Suspensión.
El nuevo Código Civil y Comercial de la Nación ha sistematizado con pulcritud los supuestos
de suspensión e interrupción del plazo de la prescripción.
La
suspensión de la prescripción detiene el cómputo del tiempo por el lapso que
dura pero aprovecha el período transcurrido hasta que ella comenzó (art. 2539,
CCyCN).
En
consonancia con el art. 2534, que analizamos en otro punto del programa,
el art. 2540, CCyCN dispone que la suspensión de la prescripción no se extiende
a favor ni en contra de los interesados, excepto que se trate de obligaciones
solidarias o indivisibles.
No es
necesario explicar mucho cómo se computa la suspensión. El plazo se inaugura,
se produce el acto suspensivo y cuando cesa su efecto, se reanuda el plazo
computándose lo ya operado. Antes de analizar la imperfecta forma en que se
contempló el caso de suspensión en la LCT, veamos cómo se ha reglado esta
institución en el nuevo Código Civil y Comercial de la Nación.
¿Cuáles
son las causas de suspensión del curso de la prescripción?
a) Suspensión
por interpelación fehaciente: El curso de la prescripción se suspende, por una
sola vez, por la interpelación fehaciente hecha por el titular del derecho
contra el deudor o el poseedor. Esta suspensión sólo tiene efecto durante seis
meses o el plazo menor que corresponda a la prescripción de la acción (art. 2541,
CCyCN).
Supongamos
que me considero despedido y reclamo el pago de las indemnizaciones por
antigüedad, preaviso omitido e integración del mes de despido. Si lo hago en
forma fehaciente, mediante la remisión de un telegrama ley 23.789, suspendo el
plazo de la prescripción de tales créditos por 6 meses.
b) Suspensión
por pedido de mediación: El curso de la prescripción se suspende desde la
expedición por medio fehaciente de la comunicación de la fecha de la audiencia
de mediación o desde su celebración, lo que ocurra primero.

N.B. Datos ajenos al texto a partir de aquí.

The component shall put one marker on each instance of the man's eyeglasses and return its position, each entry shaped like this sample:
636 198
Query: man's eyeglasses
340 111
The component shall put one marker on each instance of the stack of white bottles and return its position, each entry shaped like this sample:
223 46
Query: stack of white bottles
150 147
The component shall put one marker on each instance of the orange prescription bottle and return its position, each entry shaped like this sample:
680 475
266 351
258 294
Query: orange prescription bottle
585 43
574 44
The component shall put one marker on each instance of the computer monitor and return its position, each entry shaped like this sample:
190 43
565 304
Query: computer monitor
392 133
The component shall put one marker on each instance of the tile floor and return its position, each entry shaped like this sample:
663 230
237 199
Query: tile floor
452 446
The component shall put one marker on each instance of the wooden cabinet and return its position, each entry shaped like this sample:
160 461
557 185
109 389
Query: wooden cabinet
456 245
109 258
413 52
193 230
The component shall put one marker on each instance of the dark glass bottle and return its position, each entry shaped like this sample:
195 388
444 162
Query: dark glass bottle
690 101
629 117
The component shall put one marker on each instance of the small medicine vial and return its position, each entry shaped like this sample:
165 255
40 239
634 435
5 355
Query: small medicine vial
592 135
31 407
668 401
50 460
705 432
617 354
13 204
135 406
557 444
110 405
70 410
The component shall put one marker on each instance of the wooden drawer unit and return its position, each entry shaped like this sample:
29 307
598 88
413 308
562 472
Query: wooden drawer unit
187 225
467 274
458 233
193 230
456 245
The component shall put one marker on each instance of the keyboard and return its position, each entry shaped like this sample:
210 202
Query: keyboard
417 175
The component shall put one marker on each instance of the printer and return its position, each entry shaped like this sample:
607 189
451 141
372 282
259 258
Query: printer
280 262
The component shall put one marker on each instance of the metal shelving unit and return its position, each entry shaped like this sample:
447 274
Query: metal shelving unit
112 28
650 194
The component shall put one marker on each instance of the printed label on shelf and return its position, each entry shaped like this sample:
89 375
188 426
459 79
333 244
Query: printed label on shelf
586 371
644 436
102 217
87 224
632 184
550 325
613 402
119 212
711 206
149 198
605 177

El plazo de
prescripción se reanuda a partir de los veinte días contados desde el momento
en que el acta de cierre del procedimiento de mediación se encuentre a
disposición de las partes (art. 2542, CCyCN).
Veremos
más adelante que este supuesto de suspensión ha sido considerado por una
decisión plenaria de la Cámara Nacional de Apelaciones del Trabajo.
El art.
257, LCT, norma que pretende regular la “interrupción” de la prescripción pero
en realidad trata a la “suspensión”, tiene una pésima redacción, porque
confunde las dos instituciones. Dice la norma: “Sin perjuicio de la
aplicabilidad de las normas del Código Civil, la reclamación ante la autoridad
administrativa del trabajo interrumpirá el curso de la prescripción durante el
trámite, pero en ningún caso por un lapso mayor de 6 meses”. Esta norma
evidentemente se refiere a una causa de suspensión, ya que si el curso queda
congelado “…en ningún caso por un lapso mayor de 6 meses…”, no está sucediendo
lo que dice el art. 2544, CCyCN, es decir, tener por no sucedido el lapso que
precede a la promoción del reclamo administrativo.
En este
sentido, ha establecido la jurisprudencia obligatoria de la Excma. Cámara
Nacional de Apelaciones del Trabajo en el Fallo Plenario N° 312 del 6/6/2006
en autos: “Martínez, Alberto v. YPF SA s/part. Accionariado obrero”: “1°) La
citación para el trámite conciliatorio ante el SECLO, no surte los efectos de
la interpelación prevista en el artículo 3.986, segundo párrafo, del Código
Civil. 2°) En el contexto del artículo 7° de la ley 24.635, no se ajusta la
suspensión del plazo de prescripción a la duración del trámite conciliatorio,
aunque dure menos de seis meses”.
Concordando
este Plenario con el art. 2542, CCyCN, la promoción de una demanda de
conciliación en el Seclo suspende el plazo de la prescripción siempre por 6
meses, ya que el fallo plenario establece que la misma “…dure menos de seis
meses…” En el terreno práctico, si el plazo de la prescripción común de la LCT
es de 2 años, el trámite del Seclo lo extiende a 2 años y medio.